Deep Learning

Publish Date: 2020-07-22

In some cases, reducing the dimensionality of the training data may filter out some noise and unnecessary details and thus result in higher performance, but in general it only speeds up training.

Curse of Dimensionality

Most points in a high-dimensional hypercube are very close to the border. High-dimensional datasets are at risk of being very sparse. (If we picked randomly in a 1,000,000 dimensional hypercube, the average dist is about 408). The more dimensions the training set has, the greater the risk of overfitting it.

Main Approaches for Dim Reduction

Projection

Usually, training instances are not spread out uniformly across all dimensions.

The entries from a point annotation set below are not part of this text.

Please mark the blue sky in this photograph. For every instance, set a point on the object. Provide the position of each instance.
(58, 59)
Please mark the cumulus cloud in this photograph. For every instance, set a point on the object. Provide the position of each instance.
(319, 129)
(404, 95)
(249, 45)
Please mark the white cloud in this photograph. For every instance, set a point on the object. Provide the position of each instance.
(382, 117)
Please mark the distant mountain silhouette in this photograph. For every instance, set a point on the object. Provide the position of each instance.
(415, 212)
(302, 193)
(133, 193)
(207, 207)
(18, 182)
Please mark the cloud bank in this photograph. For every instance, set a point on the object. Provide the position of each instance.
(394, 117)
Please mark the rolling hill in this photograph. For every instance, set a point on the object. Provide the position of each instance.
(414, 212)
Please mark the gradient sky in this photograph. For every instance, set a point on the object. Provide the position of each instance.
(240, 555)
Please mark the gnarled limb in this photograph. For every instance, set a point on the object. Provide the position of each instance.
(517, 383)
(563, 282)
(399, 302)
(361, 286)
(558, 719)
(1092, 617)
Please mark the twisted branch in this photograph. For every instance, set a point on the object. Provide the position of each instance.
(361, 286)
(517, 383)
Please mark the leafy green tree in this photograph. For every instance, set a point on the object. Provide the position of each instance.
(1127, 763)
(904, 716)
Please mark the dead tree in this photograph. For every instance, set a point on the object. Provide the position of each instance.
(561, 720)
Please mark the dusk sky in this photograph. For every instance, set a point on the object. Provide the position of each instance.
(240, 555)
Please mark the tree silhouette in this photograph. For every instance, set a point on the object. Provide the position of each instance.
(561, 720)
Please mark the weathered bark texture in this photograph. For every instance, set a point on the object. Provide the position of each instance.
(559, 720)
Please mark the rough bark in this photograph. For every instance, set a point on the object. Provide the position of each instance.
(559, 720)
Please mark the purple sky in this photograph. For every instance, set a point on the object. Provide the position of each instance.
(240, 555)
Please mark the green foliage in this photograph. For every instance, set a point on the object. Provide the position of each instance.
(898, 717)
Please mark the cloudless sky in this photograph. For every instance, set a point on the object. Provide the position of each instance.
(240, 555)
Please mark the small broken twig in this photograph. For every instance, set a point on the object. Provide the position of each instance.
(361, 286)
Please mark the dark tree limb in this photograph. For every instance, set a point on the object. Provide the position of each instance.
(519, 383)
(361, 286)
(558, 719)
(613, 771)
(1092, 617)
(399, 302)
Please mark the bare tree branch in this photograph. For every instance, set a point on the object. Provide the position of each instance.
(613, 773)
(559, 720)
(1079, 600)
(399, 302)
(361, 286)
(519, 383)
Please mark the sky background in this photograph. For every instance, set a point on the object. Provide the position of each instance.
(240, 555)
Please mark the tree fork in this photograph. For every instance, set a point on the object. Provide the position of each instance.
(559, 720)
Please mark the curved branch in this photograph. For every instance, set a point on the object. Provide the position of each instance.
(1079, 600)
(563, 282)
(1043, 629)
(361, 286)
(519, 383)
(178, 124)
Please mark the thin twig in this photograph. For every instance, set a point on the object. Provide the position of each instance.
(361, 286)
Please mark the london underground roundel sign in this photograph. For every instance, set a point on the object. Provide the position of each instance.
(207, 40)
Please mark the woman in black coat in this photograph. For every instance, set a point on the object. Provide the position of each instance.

In some cases, the subspace may twist and turn (e.g.: Swiss roll), and we should unroll it to obtain the 2D dataset.

Manifold Learning

Work by modeling the manifold on which the training instances lie. It relies on the manifold assumption that most real world high-dim datasets lie close to a much lower-dimensional manifold.

PCA

First, it identifies the hyperplane that lies closest to the data, and then it projects the data onto it.

Preserving the Var

Select the axis that preserves the maximum amount of variance (lose less information than other projects). Another way to think about it is the axis that minimizes the mean square distance between the original dataset and its projection onto that axis.

Principal Components

The i-th axis is called the i-th principal component of the data. We can use SVD to decompose the training set matrix X into the matrix multiplication of three matrics U, $\Sigma$, $V^T$. V contains the unit vectors that define all PC.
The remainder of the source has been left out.